Jeff Jordan has his hands full. He’s balancing an empty serving platter in one hand and an oven tray with salmon — adapted from a Chez Panisse recipe — in the other as he makes dinner in the expansive kitchen of his Portola Valley, Calif., home. Cooking comes easily to the 54-year-old Jordan. As a teen, he became a brunch chef in his native Philadelphia, serving up eggs Benedict and steamed monkfish. (“I was hiring and firing at 17 — a good skill to learn early on,” he jokes.) He even thought about culinary school before going for his MBA at Stanford instead.
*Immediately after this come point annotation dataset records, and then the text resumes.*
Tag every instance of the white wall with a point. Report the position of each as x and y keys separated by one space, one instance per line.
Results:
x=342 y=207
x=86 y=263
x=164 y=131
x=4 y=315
Many in Silicon Valley are glad he did. Jordan was an eBay executive and the CEO of the online-reservations-focused OpenTable before becoming a partner at venture capitalists Andreessen Horowitz two years ago. “Really good operators don’t necessarily make good VCs, but he does,” explains eBay CEO John Donahoe of his technical, data-loving ex-colleague. Marc Andreessen puts it more simply: “He’s working out extremely well.” Many of the firm’s consumer-startup deals flow through Jordan, and his investment portfolio already includes hot properties Airbnb, Fab, Lookout, and Pinterest.

Jordan’s experience in Silicon Valley makes him unique among venture capitalists. He managed eBay’s website during the early 2000s and championed the unlikely purchase of PayPal in 2002. By then, eBay auctioneers were already using the online-payments business for one in four successful bids. But PayPal clashed with Billpoint, a payment provider eBay had previously acquired. “Jeff argued successfully that we shouldn’t be betting against our users,” recalls former eBay executive Michael Dearing. “We should be embracing PayPal, not fighting it.” (The bet paid off: PayPal accounted for 40% of eBay’s overall revenues last year.) Jordan also spearheaded eBay Stores, on which merchants could list all their wares in one place. The feature added some $100 million to the company’s bottom line within a year of its launch.

Now Jordan’s business is distilling that kind of experience into advice. When an Airbnb guest defaced a San Francisco home in 2011, the company struggled with how to handle the debacle. Jordan advised CEO Brian Chesky to establish a $50,000 property-protection plan and even gave it a name: the Airbnb Guarantee. “For all we knew, we would get $50 million in claims,” recalls Chesky. (They didn’t.) In the long run, the policy helped restore owners’ good faith in the service, keeping Airbnb on the fast track, rather than flaming out.

Jordan has been approached with executive positions at Facebook and other companies, preferring his current behind-the-scenes role. “I’m the anti-networker,” claims Jordan over a simple dessert of sliced fruit. He says he mostly abstains from the tech social scene. “It’s a karma thing: If you’re helpful, respectful, and do good work, you kind of accidentally build a network.” Despite his low-key attitude, it’s clear the Valley is interested in what Jordan’s cooking.

This story is from the August 12, 2013 issue of Fortune.